Just ask the furious foodies and bloggers at portlandfoodanddrink.com about Stu Stein , the chef and owner of Terroir Restaurant and Wine Bar on Northeast Martin Luther King Jr. Blvd. They’ve collected another heaping round of allegations that Stein is plagiarizing websites and newspapers to find blurb-ilicious content for his own upscale Northwest restaurant’s website (terroirportland.com).

And their record shows he didn’t steal any old junk. Among many outrages, he looks to have plagiarized two of the nation’s most prominent restaurant critics—The New York Times ’ Frank Bruni and the San Francisco Chronicle ’s Michael Bauer—in hyping his own eatery.

One description on Terroir’s website nearly matches two sentences from Bauer’s 2006 review of a restaurant called Terzo. (To see that comparison and many more, as chronicled by WW critic Heidi Yorkshire and reported on portlandfoodanddrink.com by local writer Kevin Allman, see below or go to portlandfoodanddrink.com.)

“That’s funny,” Bauer told the Rogue Desk. “I guess I’m ambivalent. I mean, it’s very lazy and very unprofessional on his part.”

Stein didn’t return messages seeking comment, and his representative at Randall Public Relations didn’t either. The kerfuffle is just the latest serving of plagiarism accusations against Stein. As a guest writer for the Ashland Daily Tidings , in 2005, Stein was caught copying portions of Tami Parr’s Pacific Northwest Cheese Project blog. That same year, a news editor removed his radio show, Sustainable Kitchen, from Jefferson Public Radio after listeners said Stein’s commentaries mirrored material in blogs and food reviews.
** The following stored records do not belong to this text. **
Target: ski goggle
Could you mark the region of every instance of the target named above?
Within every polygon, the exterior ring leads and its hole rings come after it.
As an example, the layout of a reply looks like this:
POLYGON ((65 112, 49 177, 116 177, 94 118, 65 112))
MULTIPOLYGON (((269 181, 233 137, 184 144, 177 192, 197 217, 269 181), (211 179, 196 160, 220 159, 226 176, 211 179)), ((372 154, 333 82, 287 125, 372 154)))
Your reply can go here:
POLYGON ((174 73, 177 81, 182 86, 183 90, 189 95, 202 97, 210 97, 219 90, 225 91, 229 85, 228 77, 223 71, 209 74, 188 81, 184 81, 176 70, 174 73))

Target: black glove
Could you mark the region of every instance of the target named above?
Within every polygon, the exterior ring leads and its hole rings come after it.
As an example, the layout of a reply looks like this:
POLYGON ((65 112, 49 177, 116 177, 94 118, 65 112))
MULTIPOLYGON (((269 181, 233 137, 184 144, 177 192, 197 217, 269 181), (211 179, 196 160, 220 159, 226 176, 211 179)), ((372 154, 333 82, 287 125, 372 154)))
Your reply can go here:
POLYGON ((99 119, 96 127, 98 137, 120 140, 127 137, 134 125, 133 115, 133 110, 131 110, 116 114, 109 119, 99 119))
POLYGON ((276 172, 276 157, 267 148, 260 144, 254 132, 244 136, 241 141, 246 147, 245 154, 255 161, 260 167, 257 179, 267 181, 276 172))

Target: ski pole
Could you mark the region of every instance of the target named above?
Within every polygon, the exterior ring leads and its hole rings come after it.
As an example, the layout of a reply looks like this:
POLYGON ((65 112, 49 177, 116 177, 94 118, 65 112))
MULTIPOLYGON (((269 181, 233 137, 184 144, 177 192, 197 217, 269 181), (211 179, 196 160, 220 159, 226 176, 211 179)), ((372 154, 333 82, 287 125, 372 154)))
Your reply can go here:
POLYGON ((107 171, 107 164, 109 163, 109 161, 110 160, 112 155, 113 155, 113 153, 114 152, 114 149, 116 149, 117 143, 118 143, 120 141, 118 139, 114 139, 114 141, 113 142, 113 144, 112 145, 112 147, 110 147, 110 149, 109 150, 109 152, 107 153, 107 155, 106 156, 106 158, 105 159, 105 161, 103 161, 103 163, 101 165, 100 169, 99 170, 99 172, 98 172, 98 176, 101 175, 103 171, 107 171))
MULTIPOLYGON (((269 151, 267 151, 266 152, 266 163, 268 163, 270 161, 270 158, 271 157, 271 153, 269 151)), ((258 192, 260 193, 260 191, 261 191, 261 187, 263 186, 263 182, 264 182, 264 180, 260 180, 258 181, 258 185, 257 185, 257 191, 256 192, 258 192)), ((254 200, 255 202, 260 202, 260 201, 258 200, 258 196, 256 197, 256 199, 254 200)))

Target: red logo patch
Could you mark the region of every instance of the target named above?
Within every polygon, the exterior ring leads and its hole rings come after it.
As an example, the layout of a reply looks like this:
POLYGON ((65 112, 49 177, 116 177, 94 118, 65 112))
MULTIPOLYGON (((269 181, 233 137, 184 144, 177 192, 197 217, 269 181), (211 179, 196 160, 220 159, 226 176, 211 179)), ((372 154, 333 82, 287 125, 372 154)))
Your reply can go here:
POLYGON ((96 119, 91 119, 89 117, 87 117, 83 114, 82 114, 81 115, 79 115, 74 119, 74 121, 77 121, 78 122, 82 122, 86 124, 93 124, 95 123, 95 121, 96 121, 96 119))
Stein later moved to Portland, opening Terroir in June .

“That’s doubly egregious,” Bauer said when told that history. “I can see why people are so mad.”

From the “about” section of Terroir website’s:

“It’s a copasetic blend of good design and focused intent.”

And: “A place that will convince you that small plates, civilized dining and reasonably priced food can coexist.”

»From Bauer’s June 2006 review of Terzo in the San Francisco Chronicle :

“Terzo is perfect for its Cow Hollow neighborhood, with a copasetic blend of good design and focused intent.”

And: “Terzo has renewed my enthusiasm, proving that small plates, civilized dining and reasonably priced food can coexist.”

Terroir’s site states that they “play [sic] clean, pure homage to nature’s remarkable bequests,” exactly the words used by New York Times restaurant critic Frank Bruni to describe chef Dan Barber’s Blue Hill at Stone Barns. Well, almost exactly the words: Rich wrote “pay homage,” not the nonsensical “play homage.”

»Seattle Times wine critic Paul Gregutt wrote that the expression of terroir comes “from an ongoing process of discovery, stewardship and passionate art,” a sentiment also found on Terroir’s own site.

»As Cascadia restaurant in Seattle describes itself on its own website, it is “a respite from the elements when cloudy and cool, a celebration when sunny and warm,” and “a place to enjoy the company of one or to share with many.” So says Terroir.

»At North Pond restaurant in Chicago, “We believe it important to link concern for sustainable cuisine to the pleasures of everyday fine dining.” They think the same thing at Terroir...exactly.

»At Taste restaurant, in the Seattle Art Museum, “We believe that we have the power and responsibility to make a true difference.” Terroir does, too.